Some have suggested that we could find this additional $100 million a year from the hospitals.  No plan I have yet seen has identified a way of conjuring up that kind of money without hospitals ultimately bumping up their costs to their patients.

I can see why some hospitals might be quite attracted to the idea of raising an additional $100 million a year from their patients, and in return getting a large dollop of federal funding thrown in their direction.  But I can’t quite see what is in it for those hundreds of thousands of families in Mississippi who work hard to provide health care coverage for their families, who would find themselves being asked to provide even more – so other folk could get coverage for free.

If we want better health outcomes, we should not think only in terms of how much money we spend on health care.  We need to think about the way that our health care system converts that money into improved outcomes for patients.

One low cost thing we could do would be to repeal laws that unnecessarily push up health costs, such as the 1979 Health Care Certificate of Need (CON) Law.  This legislation means that it is illegal today in Mississippi for hospitals or other healthcare providers to expand their health care services without first getting a permit, known as a certificate of need.

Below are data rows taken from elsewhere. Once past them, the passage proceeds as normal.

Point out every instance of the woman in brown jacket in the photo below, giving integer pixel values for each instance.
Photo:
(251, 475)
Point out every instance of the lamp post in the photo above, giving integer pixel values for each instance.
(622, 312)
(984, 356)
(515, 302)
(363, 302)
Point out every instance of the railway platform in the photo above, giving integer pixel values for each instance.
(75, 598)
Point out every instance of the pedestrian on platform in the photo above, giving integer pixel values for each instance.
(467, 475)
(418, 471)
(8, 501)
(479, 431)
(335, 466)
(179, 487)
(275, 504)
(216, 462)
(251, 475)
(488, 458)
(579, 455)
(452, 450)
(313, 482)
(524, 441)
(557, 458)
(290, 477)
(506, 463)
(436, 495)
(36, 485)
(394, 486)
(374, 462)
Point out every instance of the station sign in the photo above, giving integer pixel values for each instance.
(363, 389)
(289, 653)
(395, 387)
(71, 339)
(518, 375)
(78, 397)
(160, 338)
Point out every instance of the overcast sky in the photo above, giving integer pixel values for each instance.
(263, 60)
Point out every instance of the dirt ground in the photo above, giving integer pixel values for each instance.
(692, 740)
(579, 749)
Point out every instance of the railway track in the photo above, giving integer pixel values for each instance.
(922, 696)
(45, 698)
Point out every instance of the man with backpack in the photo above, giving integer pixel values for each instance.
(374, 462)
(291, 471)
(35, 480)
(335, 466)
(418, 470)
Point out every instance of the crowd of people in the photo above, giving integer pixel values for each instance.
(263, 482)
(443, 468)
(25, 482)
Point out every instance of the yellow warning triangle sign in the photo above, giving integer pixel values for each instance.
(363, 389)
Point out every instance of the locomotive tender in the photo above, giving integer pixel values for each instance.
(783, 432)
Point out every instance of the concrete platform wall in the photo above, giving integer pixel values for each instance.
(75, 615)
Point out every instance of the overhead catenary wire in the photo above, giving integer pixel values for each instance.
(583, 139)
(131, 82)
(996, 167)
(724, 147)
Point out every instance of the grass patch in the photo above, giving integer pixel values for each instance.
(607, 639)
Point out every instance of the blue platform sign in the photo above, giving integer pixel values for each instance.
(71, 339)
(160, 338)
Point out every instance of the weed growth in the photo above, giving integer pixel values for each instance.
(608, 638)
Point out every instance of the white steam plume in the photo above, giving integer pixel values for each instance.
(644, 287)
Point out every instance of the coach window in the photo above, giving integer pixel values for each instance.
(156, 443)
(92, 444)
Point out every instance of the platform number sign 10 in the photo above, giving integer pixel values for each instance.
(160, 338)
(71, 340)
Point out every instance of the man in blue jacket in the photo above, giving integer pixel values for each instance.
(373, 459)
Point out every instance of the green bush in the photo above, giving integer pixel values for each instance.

It’s not just that permission is needed.  The way our restrictive system works is that permission is often needed from established health care providers.  They can file objections that keep the matter tied up, often for years.  It is as if Papa John’s had to give approval before Domino Pizza was allowed to open a new restaurant in your neighborhood.

Additionally, rules on telemedicine mean that Mississippians are presently prevented from accessing health care online – unless the doctor they are dealing with happens to have Mississippi licensure. 

Why can Mississippians not deal with a doctor from Birmingham or Memphis?  Is what comprises good medical care different there?  Of course not.  The rules governing who can provide health care have been written in a way that hinders competition and limits choices, and is holding health care back for Mississippians.

These type of restrictions mean that instead of a free market in health care, with different providers competing to give patients services at a price they can afford, we have a rigged market.  The rules are written to keep new entrants out, which in turn leaves prices high and customers captive. This, not a failure to sign up to Obamacare, is one of the reasons why Mississippi does not have better health outcomes. 

Without reforming the way that our health system operates, throwing hundreds of millions of dollars at our state Medicaid system is not going to make things better.